I’m a gaming oldie. I started out playing Flight Simulator on the ZX-81; it was a fabulous experience landing a jumbo jet on a runway that consisted of eight or ten white blocks for the first time. It was unbelievable almost when the Atari 2600 allowed you to play Space Invaders in your own home, with 101 variations no less. It was a mini-miracle the first time I heard the music pouring out of the Commodore 64’s sonorous SID chip – and it’s that I want to reminisce on today.
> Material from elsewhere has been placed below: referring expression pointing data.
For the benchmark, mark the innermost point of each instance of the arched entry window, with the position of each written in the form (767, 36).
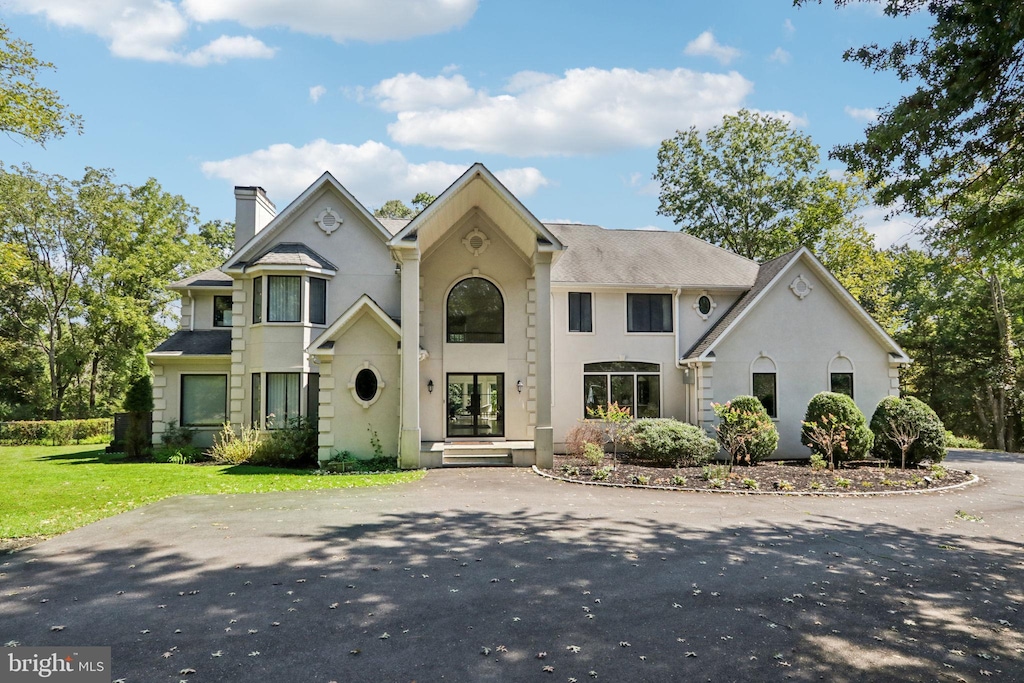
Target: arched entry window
(475, 313)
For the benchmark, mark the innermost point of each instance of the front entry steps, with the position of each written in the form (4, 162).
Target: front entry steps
(479, 454)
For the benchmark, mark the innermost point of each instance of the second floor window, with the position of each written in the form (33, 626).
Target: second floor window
(221, 311)
(648, 312)
(284, 299)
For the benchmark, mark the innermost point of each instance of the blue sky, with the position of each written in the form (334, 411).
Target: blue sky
(565, 101)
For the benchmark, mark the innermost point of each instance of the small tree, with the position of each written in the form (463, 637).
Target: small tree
(841, 411)
(744, 430)
(138, 404)
(613, 419)
(826, 437)
(908, 429)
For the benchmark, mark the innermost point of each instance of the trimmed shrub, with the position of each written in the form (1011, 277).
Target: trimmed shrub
(911, 421)
(840, 413)
(744, 430)
(581, 435)
(669, 442)
(59, 432)
(291, 445)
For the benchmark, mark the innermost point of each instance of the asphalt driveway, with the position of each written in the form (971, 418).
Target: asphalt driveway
(481, 574)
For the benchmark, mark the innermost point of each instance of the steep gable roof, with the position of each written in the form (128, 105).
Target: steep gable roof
(325, 343)
(769, 275)
(449, 205)
(266, 237)
(647, 258)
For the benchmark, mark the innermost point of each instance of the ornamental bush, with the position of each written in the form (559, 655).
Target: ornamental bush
(912, 422)
(669, 442)
(744, 430)
(838, 412)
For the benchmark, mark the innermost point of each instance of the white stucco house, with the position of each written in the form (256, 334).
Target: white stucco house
(475, 333)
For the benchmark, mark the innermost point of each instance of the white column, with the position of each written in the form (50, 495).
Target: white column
(543, 436)
(409, 447)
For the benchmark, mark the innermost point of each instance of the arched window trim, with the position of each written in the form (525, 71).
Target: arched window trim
(448, 295)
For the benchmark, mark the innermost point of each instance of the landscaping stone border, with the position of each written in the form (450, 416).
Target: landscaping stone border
(822, 494)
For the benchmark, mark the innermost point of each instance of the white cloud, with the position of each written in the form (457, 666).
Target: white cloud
(147, 30)
(158, 30)
(585, 111)
(372, 20)
(866, 115)
(706, 45)
(373, 171)
(780, 56)
(229, 47)
(412, 91)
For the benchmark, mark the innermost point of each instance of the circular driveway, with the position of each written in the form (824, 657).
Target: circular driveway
(476, 574)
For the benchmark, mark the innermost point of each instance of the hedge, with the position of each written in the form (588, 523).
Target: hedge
(61, 432)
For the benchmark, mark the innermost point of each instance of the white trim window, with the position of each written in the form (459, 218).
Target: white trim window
(204, 400)
(581, 311)
(284, 299)
(633, 385)
(648, 312)
(282, 398)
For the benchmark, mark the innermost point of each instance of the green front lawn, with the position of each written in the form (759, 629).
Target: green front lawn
(51, 489)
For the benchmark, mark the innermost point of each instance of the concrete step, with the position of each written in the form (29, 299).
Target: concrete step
(466, 458)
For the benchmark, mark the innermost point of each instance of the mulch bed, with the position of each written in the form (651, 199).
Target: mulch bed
(792, 476)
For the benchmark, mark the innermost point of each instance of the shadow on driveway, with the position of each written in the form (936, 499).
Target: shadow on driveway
(476, 596)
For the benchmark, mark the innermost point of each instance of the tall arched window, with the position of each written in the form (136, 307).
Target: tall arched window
(475, 313)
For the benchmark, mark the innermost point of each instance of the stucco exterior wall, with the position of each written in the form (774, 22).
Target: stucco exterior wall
(446, 263)
(167, 394)
(344, 422)
(801, 337)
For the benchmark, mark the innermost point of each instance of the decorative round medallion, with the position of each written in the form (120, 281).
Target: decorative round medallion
(328, 220)
(476, 243)
(801, 288)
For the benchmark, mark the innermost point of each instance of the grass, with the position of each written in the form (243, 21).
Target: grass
(51, 489)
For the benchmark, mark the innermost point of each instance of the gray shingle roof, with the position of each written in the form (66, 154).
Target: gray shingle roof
(198, 342)
(766, 273)
(211, 278)
(598, 256)
(290, 253)
(393, 225)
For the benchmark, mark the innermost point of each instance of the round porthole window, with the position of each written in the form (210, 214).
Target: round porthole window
(704, 305)
(366, 385)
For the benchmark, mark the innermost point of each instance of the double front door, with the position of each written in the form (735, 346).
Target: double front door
(476, 404)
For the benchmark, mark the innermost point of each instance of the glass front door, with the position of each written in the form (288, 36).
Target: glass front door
(475, 404)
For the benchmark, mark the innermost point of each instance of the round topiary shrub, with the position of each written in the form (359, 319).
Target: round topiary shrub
(838, 416)
(899, 423)
(670, 442)
(744, 430)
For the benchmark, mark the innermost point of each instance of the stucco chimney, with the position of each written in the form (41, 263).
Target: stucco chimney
(252, 212)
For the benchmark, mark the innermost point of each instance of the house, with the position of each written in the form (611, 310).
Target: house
(476, 332)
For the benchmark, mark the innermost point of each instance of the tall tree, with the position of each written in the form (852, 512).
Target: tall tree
(89, 290)
(960, 130)
(28, 109)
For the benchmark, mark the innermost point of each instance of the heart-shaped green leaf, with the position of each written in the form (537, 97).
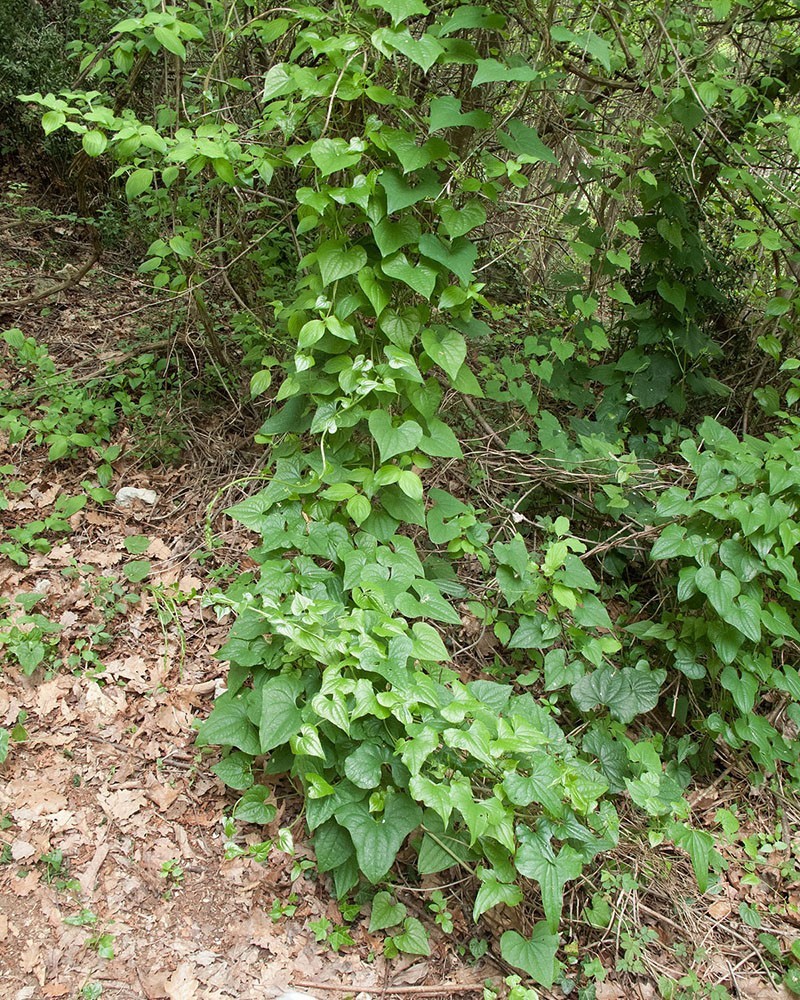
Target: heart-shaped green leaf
(393, 440)
(420, 277)
(459, 257)
(536, 955)
(460, 221)
(446, 347)
(337, 261)
(280, 716)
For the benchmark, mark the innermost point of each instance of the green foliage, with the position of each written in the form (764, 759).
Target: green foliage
(71, 414)
(374, 154)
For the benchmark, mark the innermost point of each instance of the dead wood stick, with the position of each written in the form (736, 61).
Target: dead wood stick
(389, 990)
(46, 293)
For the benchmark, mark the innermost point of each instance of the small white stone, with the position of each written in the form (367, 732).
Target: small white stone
(128, 494)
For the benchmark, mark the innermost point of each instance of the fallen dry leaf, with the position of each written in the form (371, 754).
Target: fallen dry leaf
(182, 984)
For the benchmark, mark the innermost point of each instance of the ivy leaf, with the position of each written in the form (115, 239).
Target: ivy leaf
(446, 348)
(280, 716)
(699, 845)
(400, 10)
(427, 643)
(413, 940)
(393, 440)
(535, 955)
(377, 841)
(385, 912)
(423, 51)
(537, 860)
(401, 194)
(229, 725)
(235, 770)
(331, 155)
(627, 692)
(492, 893)
(333, 846)
(720, 590)
(460, 221)
(420, 277)
(459, 257)
(378, 294)
(672, 292)
(94, 143)
(169, 40)
(253, 807)
(392, 236)
(336, 262)
(139, 181)
(440, 441)
(363, 765)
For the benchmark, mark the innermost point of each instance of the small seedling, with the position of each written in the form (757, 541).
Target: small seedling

At the time it was a marvel. Whilst everyone else had been plodding along with simple beeps and clicks, Commodore blew everyone out of the water with its three independent audio oscillators, each with an eight octave range. Talents such as Martin Galway and Rob Hubbard made the computer sing like a honey coated Nightingale, making the most of ADSR control and 8-bit A/D converters. It’s safe to say that the hardware the Commodore used for sonics was light-years ahead of any other home computer at the time.
Back in the 80s, gaming wasn’t instant gratification as most games came on cassette and took an age to load. You think you’ve got it bad now as you wait thirty seconds for a Forza track to pop-up on screen, back then a simple game like JetPac could take as long as five minutes to load or more. Daley Thompson’s Decathlon even had to load up the events in parts. If you were a Sinclair Spectrum owner this process included a noisy and painful scream – those fortunate enough to have the C64 got to sample the delights of game loading music.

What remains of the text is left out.